Question

In the circuit shown, if a wire is connected between points $A$ and $B$. How much current will flow through that wire?

• A. 5A
• B. $\frac{10}{3}A$
• C. $\frac{20}{3}A$
• D. $\frac{5}{3}A$

Answer 1

Answer: (B)

$\frac{10}{3}A$

Answer 2

When a wire connects points A and B, their potentials become equal, i.e., $V_A = V_B = V$. Let the left side of the battery be $V_L = 80V$ and the right side be $V_R = 0V$.

Using Kirchhoff's Current Law (KCL) at node A: Current entering A from the left: $I_{LA} = \frac{V_L - V_A}{6\Omega} = \frac{80 - V}{6}$. Current leaving A to the right: $I_{AR} = \frac{V_A - V_R}{12\Omega} = \frac{V}{12}$. Let $I_{AB}$ be the current flowing from A to B. KCL at A: $I_{LA} = I_{AR} + I_{AB} \implies I_{AB} = \frac{80 - V}{6} - \frac{V}{12}$.

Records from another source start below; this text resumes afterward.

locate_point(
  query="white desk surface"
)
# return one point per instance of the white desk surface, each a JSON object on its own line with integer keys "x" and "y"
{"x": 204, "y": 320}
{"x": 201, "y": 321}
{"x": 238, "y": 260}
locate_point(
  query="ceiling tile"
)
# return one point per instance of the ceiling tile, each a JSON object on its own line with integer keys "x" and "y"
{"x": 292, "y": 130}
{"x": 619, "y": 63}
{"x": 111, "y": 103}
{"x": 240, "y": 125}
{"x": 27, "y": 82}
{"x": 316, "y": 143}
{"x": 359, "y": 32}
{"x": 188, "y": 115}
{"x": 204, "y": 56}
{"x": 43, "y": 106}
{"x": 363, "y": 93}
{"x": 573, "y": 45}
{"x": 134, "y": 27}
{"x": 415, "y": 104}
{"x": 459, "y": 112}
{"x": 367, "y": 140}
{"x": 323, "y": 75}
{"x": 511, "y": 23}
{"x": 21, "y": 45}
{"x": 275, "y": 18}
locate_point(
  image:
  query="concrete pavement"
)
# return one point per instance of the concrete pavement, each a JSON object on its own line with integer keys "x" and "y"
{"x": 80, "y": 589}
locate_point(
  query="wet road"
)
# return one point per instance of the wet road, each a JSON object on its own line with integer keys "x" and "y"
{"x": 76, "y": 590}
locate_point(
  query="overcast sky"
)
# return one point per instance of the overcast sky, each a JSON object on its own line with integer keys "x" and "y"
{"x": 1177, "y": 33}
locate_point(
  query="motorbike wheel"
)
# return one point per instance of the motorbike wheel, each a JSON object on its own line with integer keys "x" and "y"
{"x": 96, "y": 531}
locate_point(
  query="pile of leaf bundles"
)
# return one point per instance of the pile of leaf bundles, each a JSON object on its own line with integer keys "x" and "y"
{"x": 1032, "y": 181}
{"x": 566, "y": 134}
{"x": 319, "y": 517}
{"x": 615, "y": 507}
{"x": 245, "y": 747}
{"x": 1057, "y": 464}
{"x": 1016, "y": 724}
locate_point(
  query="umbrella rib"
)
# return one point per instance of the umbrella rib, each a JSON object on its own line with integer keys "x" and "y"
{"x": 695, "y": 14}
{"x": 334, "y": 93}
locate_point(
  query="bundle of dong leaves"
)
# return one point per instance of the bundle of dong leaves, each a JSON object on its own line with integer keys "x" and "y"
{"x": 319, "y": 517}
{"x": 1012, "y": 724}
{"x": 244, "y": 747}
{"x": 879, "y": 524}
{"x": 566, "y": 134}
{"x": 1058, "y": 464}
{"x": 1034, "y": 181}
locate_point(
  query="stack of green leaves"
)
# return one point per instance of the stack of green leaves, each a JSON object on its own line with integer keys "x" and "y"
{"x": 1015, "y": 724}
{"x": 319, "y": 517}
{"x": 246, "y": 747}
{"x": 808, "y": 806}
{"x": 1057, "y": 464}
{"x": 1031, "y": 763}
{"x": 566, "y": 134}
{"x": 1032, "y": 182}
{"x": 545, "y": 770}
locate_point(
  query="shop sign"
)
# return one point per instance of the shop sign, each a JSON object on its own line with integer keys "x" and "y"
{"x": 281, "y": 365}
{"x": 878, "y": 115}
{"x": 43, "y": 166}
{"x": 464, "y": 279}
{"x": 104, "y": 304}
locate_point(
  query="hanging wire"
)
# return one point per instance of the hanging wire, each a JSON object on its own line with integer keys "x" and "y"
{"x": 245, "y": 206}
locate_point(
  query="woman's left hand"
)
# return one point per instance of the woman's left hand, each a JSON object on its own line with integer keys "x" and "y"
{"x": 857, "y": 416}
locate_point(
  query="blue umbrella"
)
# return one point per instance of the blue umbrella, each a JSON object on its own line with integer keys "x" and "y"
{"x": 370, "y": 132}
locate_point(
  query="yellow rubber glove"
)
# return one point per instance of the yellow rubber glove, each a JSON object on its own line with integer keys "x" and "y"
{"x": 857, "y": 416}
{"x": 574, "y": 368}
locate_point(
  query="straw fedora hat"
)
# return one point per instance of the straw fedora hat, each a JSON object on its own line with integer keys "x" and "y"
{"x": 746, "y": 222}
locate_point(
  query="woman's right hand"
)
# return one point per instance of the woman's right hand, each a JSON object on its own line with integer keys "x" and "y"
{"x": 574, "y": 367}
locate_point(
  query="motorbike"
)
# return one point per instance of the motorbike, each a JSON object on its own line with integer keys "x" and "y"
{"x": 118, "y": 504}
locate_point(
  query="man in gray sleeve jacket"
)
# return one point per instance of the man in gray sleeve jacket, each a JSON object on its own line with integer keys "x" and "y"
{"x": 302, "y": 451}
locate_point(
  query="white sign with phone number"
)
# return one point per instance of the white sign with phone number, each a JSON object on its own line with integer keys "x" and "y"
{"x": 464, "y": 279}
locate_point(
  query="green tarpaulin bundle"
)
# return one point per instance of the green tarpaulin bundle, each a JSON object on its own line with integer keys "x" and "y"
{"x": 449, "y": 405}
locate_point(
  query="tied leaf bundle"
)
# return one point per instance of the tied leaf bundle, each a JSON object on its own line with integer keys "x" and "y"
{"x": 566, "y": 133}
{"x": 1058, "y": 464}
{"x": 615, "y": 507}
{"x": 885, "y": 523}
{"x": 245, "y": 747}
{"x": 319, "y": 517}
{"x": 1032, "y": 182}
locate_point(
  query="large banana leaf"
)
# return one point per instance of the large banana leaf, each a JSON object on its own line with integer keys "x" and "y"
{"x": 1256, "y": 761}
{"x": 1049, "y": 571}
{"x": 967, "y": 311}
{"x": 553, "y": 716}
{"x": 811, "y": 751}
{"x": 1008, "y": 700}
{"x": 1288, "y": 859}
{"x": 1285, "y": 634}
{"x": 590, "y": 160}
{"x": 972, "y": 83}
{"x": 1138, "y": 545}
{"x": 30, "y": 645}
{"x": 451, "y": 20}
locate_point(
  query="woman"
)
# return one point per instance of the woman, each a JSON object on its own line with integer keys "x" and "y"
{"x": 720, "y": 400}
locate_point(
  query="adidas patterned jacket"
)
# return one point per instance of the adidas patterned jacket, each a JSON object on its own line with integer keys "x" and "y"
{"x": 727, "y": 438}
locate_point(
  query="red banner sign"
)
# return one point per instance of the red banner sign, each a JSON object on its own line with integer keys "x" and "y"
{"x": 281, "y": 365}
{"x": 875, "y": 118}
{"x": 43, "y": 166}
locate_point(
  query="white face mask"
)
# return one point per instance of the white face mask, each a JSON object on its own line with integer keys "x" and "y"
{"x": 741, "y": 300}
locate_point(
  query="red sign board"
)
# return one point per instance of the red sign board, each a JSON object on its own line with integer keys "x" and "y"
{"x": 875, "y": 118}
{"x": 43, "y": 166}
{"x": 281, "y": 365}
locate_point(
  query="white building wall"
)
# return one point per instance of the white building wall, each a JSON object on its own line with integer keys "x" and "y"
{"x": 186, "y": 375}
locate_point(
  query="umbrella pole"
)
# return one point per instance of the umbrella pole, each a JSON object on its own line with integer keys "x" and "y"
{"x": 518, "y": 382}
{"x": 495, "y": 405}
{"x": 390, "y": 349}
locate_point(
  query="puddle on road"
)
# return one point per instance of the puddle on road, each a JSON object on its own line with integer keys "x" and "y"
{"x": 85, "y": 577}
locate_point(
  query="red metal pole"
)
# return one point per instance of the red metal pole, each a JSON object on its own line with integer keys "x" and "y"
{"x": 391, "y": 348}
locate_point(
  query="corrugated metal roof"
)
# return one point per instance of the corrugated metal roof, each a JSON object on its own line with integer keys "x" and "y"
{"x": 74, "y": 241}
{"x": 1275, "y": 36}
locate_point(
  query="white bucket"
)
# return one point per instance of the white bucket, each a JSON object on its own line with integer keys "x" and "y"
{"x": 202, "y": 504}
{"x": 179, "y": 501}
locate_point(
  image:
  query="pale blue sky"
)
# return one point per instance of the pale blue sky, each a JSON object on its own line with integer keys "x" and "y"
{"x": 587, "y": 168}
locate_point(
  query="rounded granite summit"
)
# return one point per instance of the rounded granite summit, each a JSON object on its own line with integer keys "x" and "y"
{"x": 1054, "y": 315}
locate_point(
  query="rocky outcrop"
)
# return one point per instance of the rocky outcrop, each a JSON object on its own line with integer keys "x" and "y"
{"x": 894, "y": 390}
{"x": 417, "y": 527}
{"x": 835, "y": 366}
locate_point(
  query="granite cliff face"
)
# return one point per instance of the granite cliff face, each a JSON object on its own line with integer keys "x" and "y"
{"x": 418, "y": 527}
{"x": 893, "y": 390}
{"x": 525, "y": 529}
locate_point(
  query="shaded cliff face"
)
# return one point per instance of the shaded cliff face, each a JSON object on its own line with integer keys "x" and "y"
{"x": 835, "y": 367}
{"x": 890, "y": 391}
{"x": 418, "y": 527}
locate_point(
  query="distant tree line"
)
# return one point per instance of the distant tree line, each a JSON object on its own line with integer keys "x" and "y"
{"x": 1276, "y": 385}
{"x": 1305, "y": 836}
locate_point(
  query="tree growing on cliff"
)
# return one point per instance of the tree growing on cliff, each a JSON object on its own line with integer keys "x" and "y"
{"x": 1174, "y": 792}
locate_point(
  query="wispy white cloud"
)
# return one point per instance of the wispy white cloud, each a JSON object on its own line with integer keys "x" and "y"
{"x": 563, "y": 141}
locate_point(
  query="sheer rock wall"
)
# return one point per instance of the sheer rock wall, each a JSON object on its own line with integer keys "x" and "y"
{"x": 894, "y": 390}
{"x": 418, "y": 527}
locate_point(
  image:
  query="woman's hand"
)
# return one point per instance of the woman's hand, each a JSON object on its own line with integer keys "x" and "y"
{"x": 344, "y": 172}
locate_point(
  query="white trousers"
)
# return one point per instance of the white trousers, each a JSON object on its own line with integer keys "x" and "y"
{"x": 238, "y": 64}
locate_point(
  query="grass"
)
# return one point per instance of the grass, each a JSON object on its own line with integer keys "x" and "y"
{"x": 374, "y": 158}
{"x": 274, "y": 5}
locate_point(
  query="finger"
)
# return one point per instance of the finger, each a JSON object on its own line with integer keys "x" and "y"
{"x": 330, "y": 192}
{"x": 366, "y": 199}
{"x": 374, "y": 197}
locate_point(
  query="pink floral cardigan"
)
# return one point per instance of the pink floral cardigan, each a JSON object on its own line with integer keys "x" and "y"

Using KCL at node B: Current entering B from the left: $I_{LB} = \frac{V_L - V_B}{12\Omega} = \frac{80 - V}{12}$. Current leaving B to the right: $I_{BR} = \frac{V_B - V_R}{6\Omega} = \frac{V}{6}$. KCL at B: $I_{LB} + I_{AB} = I_{BR}$ (since $I_{AB}$ enters B). $I_{AB} = I_{BR} - I_{LB} = \frac{V}{6} - \frac{80 - V}{12}$.

Equating the two expressions for $I_{AB}$: $\frac{80 - V}{6} - \frac{V}{12} = \frac{V}{6} - \frac{80 - V}{12}$ Multiply by 12: $2(80 - V) - V = 2V - (80 - V)$ $160 - 2V - V = 2V - 80 + V$ $160 - 3V = 3V - 80$ $240 = 6V$ $V = 40V$.

Now, calculate $I_{AB}$: $I_{AB} = \frac{80 - 40}{6} - \frac{40}{12} = \frac{40}{6} - \frac{40}{12} = \frac{20}{3} - \frac{10}{3} = \frac{10}{3}A$.